If the instruction in one pipeline stage does not depend on the pipeline stages ahead of it that are occupied by stalled instructions, then instead of injecting a bubble after the stall, the instruction we have identified may be promoted! In effect, in this case, the hardware is doing a job at run-time that could have been done by an optimizing compiler that re-orders the machine instructions to avoid stalls.
For our example architecture, both the address computation stage and the operand fetch pipeline stages may stall, assuming that we do not introduce any forwarding logic. As it turns out, we cannot promote instructions around the address computation stage, so reordering cannot be used to limit the impact of address computation stalls. We can, however, apply this approach in a very limited way to some operand fetch stalls.
Why is out-of-order execution inapplicable to the address computation phase? Because the basic promotion operator requires looking at the contents of the interstage register that serves as input to the previous pipeline stage! The previous stage is the instruction fetch stage, and there is no interstage register previous to it!
In the case of stalls in the operand fetch stage, however, these involve stalling the processing of the contents of the interstage register between the address computation stage and the operand fetch stage. The candidate for promotion is the instruction in the previous interstage register, between the instruction fetch stage and the address computation stage.
In general, promotion involves the following data paths:
| |______| o-------|>___| | |______| previous stage | | | NOP o-------------------- | _|_|_ | | --\___/ | | | _|__ | o---|---|>___| | | | |______| blocked stage | | | | __________________| interlock and _|_ | _|_|_ promotion path promotion logic|___|-o----\___/ | __|_ ------------------o-------|>___| |______| following stage
When we promote an instruction around a blocked stage, we must replace it with a NOP at the stage from which it was promoted and we must use that instruction instead of the NOP coming out of the blocked stage.
In general, the blocked pipeline stage is unavailable to perform any computation, so the only instructions that can be promoted are those that perform little or no computation. No computation if there is no logic in the promotion path, and little computation if there is little logic in the promotion path.

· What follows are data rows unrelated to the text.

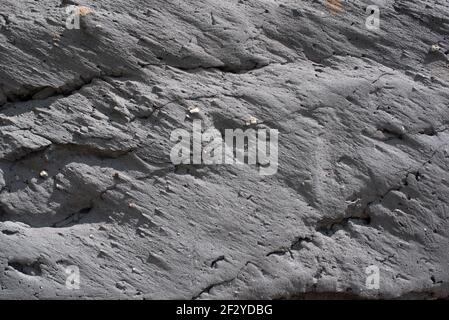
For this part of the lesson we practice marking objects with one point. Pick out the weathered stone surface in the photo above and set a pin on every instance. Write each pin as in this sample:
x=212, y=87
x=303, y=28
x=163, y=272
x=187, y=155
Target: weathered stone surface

What instructions does this leave? Consider the example system, with an operand fetch stage that can block. There are a few instructions that make no significant use of the operand fetch stage! Specifically, the load immediate instruction in our example instruction set can be be promoted because it needs neither an operand from memory nor an operand from registers. The value in the effective address output from the address computation stage becomes the operand B on the input to the operate stage, while operand A is unneeded, and the opcode and register fields are copied verbatim.
Recall that load immediate instructions into the program counter were allowed, and were used as branch instructions! Clearly, we must make a special case of these, because code re-ordering cannot be allowed to change the position of a branch instruction relative to other instructions in its vicinity! No instruction should be promoted past a branch instruction, and no branch instruction should be promoted!

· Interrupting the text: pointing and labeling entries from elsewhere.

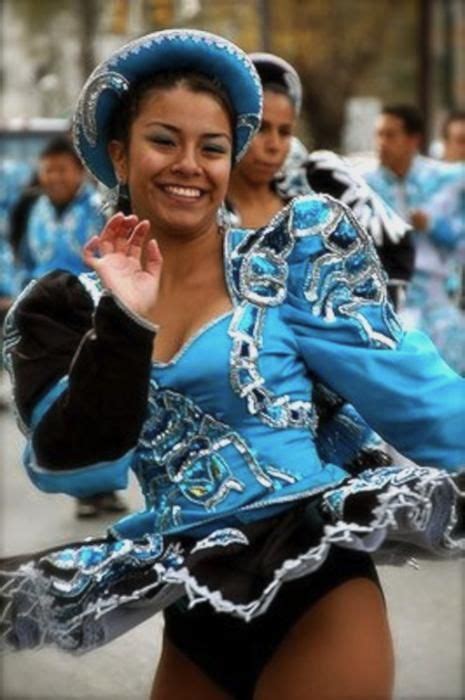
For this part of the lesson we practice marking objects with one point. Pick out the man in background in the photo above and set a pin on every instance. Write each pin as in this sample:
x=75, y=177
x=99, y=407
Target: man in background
x=413, y=186
x=66, y=212
x=453, y=136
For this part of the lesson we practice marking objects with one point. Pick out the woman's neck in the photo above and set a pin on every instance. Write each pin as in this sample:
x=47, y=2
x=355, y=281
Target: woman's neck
x=255, y=202
x=184, y=257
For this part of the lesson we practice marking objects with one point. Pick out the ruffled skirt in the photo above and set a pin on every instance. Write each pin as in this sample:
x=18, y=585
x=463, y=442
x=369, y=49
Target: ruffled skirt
x=85, y=594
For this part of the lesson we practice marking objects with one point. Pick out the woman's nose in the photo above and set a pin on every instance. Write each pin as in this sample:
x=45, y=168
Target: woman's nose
x=273, y=142
x=187, y=162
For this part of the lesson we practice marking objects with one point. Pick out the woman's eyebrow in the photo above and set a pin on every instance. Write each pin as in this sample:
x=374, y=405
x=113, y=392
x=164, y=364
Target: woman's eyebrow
x=177, y=130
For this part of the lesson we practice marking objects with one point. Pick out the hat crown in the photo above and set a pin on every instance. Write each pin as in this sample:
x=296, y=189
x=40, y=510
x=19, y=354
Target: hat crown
x=169, y=50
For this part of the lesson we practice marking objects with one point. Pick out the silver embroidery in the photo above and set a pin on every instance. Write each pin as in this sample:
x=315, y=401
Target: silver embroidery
x=110, y=80
x=182, y=456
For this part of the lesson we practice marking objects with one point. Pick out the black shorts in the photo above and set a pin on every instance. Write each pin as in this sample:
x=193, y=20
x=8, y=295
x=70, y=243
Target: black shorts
x=233, y=652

There appear to be no other instruction promotions possible with this architecture! Superscalar pipelined machines offer far more interesting reordering possibilities, but the basic mechanisms remain remarkably similar to those discussed here. For the example pipeline architecture, though, it is quite clear that out-of-order execution cannot achieve the speedups that were possible using operand forwarding, and furthermore, for this architecture, there is no need to use both mechanisms; they are alternatives.